D’autre part, une autre erreur dont il faut être conscient est le réductionnisme. Le réductionnisme se produit lorsque des affirmations concernant une unité d’analyse de niveau supérieur sont faites sur la base de données provenant d’une unité d’analyse de niveau inférieur. Dans ce cas, des affirmations concernant des groupes ou des phénomènes de niveau macro sont faites sur la base de données de niveau individuel. Un exemple de réductionnisme peut être observé dans certaines descriptions du mouvement des droits civiques. On a parfois proclamé que Rosa Parks avait lancé le mouvement des droits civiques aux États-Unis en refusant de céder sa place à un Blanc dans un bus de Montgomery, en Alabama, en décembre 1955. S’il est vrai que Parks a joué un rôle inestimable dans le mouvement et que son acte de désobéissance civile a donné à d’autres le courage de s’opposer aux politiques, croyances et actions racistes, il est réducteur d’attribuer à Parks le mérite d’avoir lancé le mouvement. Il est certain que la confluence de nombreux facteurs, des luttes contre la ségrégation raciale légalisée à la décision historique de la Cour suprême de déségrégation des écoles en 1954, en passant par la création de groupes tels que le Student Nonviolent Coordinating Committee (pour n’en citer que quelques-uns), a contribué à l’essor et au succès du mouvement américain des droits civiques. En d’autres termes, le mouvement est attribuable à de nombreux facteurs – certains sociaux, d’autres politiques et d’autres encore économiques. Parks a-t-elle joué un rôle ? Bien sûr, et un rôle très important. Mais a-t-elle été la cause du mouvement ? Dire oui serait réductionniste.

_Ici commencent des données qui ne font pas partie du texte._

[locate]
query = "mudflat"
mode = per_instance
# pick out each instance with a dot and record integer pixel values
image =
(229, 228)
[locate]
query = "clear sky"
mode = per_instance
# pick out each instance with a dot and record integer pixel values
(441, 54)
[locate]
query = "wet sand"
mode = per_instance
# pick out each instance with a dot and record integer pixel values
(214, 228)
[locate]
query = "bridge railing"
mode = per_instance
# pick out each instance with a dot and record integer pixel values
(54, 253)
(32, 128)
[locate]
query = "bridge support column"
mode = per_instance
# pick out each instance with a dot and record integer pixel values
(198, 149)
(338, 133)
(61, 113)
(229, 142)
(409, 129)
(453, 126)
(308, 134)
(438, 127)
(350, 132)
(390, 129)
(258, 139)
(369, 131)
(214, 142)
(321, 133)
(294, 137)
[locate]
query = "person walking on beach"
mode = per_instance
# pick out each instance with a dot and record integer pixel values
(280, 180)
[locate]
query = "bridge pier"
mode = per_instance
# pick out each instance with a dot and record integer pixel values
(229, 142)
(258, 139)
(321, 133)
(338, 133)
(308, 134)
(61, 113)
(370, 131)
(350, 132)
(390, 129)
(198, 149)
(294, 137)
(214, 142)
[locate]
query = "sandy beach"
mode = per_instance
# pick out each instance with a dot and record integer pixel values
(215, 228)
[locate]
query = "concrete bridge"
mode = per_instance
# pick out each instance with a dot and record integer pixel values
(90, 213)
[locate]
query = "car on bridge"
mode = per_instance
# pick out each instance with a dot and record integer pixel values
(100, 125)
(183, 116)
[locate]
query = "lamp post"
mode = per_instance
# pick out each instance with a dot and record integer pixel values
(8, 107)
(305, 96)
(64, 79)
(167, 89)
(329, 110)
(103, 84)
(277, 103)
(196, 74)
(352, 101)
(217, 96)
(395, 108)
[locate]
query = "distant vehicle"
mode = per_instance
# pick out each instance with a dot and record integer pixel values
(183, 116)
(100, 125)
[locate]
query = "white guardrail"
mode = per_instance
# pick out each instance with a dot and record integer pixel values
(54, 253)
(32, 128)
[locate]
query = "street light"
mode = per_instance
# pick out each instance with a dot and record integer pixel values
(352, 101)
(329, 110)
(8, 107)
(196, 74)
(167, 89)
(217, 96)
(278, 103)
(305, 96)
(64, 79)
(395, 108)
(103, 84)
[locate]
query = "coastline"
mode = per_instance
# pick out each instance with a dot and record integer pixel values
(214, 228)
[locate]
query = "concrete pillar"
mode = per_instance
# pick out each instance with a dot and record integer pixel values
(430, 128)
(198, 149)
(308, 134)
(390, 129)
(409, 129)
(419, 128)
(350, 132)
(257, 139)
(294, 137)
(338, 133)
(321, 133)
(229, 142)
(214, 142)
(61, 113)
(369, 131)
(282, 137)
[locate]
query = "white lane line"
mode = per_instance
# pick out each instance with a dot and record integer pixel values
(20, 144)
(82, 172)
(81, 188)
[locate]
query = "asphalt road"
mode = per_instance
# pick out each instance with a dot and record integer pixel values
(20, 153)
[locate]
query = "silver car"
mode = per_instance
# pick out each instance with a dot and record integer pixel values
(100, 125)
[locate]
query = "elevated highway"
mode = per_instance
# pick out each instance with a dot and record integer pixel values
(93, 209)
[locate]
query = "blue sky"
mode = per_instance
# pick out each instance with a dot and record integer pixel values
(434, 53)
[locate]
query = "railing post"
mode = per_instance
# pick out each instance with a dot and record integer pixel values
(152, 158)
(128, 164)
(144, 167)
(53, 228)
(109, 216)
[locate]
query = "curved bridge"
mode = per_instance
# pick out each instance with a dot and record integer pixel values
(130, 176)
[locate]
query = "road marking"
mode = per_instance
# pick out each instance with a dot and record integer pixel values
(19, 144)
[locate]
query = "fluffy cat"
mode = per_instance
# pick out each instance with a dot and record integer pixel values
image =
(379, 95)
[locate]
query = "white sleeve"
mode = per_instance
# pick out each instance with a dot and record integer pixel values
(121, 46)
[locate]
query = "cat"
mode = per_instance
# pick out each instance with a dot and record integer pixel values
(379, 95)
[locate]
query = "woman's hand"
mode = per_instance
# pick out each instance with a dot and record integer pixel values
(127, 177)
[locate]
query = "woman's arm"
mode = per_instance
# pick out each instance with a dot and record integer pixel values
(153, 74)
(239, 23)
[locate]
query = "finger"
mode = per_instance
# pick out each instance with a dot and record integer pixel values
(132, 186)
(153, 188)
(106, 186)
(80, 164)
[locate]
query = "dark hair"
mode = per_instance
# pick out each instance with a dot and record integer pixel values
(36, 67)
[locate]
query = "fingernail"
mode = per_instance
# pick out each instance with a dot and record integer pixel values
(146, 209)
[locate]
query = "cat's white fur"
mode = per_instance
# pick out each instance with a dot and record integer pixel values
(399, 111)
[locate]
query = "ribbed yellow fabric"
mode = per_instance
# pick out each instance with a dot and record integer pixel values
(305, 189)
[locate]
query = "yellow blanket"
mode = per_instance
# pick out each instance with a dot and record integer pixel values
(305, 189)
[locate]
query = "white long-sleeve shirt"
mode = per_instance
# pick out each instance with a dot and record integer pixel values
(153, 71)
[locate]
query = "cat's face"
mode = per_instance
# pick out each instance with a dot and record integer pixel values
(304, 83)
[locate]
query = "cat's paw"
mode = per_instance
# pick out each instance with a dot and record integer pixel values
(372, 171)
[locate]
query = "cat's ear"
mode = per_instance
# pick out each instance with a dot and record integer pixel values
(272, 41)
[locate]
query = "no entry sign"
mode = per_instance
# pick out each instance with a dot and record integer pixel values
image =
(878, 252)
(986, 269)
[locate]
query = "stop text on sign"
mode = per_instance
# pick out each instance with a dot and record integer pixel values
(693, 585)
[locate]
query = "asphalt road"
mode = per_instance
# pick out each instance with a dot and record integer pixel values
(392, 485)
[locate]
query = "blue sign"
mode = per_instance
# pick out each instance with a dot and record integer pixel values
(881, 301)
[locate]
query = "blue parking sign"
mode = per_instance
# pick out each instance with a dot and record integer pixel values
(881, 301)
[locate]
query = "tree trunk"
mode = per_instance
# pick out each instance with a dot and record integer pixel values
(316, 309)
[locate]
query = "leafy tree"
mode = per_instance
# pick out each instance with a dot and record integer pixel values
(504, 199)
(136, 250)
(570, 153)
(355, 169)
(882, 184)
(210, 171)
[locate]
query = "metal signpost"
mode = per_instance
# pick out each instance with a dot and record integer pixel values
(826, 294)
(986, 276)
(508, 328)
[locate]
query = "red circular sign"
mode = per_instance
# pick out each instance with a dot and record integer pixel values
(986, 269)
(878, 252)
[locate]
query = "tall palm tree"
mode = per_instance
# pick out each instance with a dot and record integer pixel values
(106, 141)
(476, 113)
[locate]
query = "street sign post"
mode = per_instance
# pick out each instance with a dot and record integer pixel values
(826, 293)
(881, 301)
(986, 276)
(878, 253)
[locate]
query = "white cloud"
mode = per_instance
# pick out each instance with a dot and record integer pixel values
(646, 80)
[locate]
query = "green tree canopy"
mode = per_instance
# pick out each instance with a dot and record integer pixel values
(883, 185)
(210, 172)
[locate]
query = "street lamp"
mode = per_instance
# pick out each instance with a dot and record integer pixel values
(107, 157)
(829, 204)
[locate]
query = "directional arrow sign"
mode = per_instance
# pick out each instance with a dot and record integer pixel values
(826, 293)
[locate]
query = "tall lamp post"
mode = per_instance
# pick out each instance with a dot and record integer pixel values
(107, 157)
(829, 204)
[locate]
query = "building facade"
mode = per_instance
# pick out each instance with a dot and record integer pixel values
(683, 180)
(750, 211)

Ce serait une erreur de conclure de la discussion précédente que les chercheurs doivent éviter de faire quelque affirmation que ce soit sur les données ou sur les relations entre les niveaux d’analyse. S’il est important d’être attentif à la possibilité d’erreur dans le raisonnement causal sur les différents niveaux d’analyse, cette mise en garde ne doit pas vous empêcher de tirer des conclusions analytiques bien raisonnées de vos données. Il s’agit d’être prudent et consciencieux en tirant des conclusions entre les niveaux d’analyse. Les erreurs d’analyse proviennent d’un manque de rigueur et d’une déviation de la méthode scientifique.
Principes clés
- Une unité d’analyse est l’élément sur lequel vous souhaitez pouvoir dire quelque chose à la fin de votre étude tandis qu’une unité d’observation est l’élément que vous observez réellement.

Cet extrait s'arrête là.